The corporation maintains 412.24 km of roads including 55.2 km concrete roads, 79.33 km gravel roads and 275.3 km bituminous road. A total of 8.375 km of state highways is maintained by the State Highways Department and 26.69 km of national highways by the national highways department. There are two national highways namely the NH 44 and NH 67 that pass via Karur. Karur bus stand is located near the center of the town. The State Express Transport Corporation operates long-distance buses to other cities. Tamil Nadu State Transport Corporation operates city and moffusil busses from Karur to other parts of Tamil Nadu and neighbouring states. Karnataka State Road Transport Corporation and Kerala State Road Transport Corporation also operates few buses to Karnataka and Kerala respectively.

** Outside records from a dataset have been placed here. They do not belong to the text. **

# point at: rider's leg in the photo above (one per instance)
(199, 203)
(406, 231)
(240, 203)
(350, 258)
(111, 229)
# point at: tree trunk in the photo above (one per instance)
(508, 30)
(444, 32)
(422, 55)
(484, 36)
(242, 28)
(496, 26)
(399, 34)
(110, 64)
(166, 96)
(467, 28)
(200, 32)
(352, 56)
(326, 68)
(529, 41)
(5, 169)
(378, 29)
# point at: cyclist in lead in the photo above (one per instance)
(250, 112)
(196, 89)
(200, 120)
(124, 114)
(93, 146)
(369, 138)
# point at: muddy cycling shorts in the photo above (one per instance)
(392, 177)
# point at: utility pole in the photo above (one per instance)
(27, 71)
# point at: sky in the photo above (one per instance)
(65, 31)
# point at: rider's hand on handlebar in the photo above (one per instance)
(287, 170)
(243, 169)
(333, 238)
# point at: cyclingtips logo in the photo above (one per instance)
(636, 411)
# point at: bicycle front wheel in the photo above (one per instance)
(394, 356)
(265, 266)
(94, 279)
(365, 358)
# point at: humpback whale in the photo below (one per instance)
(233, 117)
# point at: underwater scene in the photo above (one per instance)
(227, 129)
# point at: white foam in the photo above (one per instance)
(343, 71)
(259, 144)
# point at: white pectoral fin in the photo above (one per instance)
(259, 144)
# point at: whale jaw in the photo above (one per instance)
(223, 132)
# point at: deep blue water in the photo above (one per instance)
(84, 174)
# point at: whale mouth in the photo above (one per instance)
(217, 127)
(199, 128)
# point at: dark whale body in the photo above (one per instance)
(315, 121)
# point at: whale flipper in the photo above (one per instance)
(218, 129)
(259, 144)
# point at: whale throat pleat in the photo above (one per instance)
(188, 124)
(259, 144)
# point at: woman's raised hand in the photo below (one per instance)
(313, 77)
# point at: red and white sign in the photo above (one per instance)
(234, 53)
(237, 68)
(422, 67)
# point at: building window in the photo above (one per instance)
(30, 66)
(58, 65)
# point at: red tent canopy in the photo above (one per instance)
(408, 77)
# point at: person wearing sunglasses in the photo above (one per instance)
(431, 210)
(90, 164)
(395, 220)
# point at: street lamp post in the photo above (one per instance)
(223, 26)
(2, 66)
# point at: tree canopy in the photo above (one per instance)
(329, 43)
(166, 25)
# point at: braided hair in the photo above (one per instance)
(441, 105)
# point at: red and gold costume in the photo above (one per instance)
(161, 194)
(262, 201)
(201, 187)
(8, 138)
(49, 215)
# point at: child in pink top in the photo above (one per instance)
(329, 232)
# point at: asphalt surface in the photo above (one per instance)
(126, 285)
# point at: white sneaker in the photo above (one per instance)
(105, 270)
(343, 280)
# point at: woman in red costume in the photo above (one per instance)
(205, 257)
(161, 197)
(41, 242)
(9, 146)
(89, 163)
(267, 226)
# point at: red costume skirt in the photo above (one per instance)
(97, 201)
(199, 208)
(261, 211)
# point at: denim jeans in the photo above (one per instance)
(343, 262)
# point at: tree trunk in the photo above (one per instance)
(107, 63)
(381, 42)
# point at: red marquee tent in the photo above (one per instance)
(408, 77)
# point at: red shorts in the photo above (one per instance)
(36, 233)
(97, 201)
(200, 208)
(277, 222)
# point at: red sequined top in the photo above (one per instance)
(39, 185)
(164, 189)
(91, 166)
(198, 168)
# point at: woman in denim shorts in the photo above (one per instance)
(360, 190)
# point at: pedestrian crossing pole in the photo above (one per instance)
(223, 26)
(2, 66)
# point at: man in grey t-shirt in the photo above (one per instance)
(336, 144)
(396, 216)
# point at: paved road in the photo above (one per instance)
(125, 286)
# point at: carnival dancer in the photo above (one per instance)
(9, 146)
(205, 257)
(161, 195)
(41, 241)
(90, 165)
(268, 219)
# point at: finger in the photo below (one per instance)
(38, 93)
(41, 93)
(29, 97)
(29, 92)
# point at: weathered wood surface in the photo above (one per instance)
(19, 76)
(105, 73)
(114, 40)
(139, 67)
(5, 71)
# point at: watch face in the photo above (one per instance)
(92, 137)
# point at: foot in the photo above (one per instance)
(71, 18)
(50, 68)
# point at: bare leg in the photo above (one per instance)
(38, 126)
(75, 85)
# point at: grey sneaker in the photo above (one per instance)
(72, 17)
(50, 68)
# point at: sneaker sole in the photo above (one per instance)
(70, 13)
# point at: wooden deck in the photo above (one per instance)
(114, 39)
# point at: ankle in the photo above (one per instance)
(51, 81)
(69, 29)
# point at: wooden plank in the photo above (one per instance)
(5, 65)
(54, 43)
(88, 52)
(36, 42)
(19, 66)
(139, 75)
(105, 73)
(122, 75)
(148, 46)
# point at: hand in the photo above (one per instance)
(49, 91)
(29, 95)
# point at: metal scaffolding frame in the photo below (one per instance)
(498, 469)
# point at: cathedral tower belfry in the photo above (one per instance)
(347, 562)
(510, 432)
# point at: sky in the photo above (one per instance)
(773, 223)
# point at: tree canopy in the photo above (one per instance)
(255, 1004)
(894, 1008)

Karur Junction railway station (station code - KRR) is one of the railway junctions under the Salem division of the Southern Railway zone of the Indian Railways network. It has five active Platforms and forms the intersection between Erode–Tiruchirappalli line and Salem-Karur line. The nearest airport is the Tiruchirapalli International Airport, located 78 km away.

== Education ==
There are 10 government schools including four primary schools, four middle schools and two higher secondary schools. There are several institutes of higher education in the town. Karur medical college was established in 2019.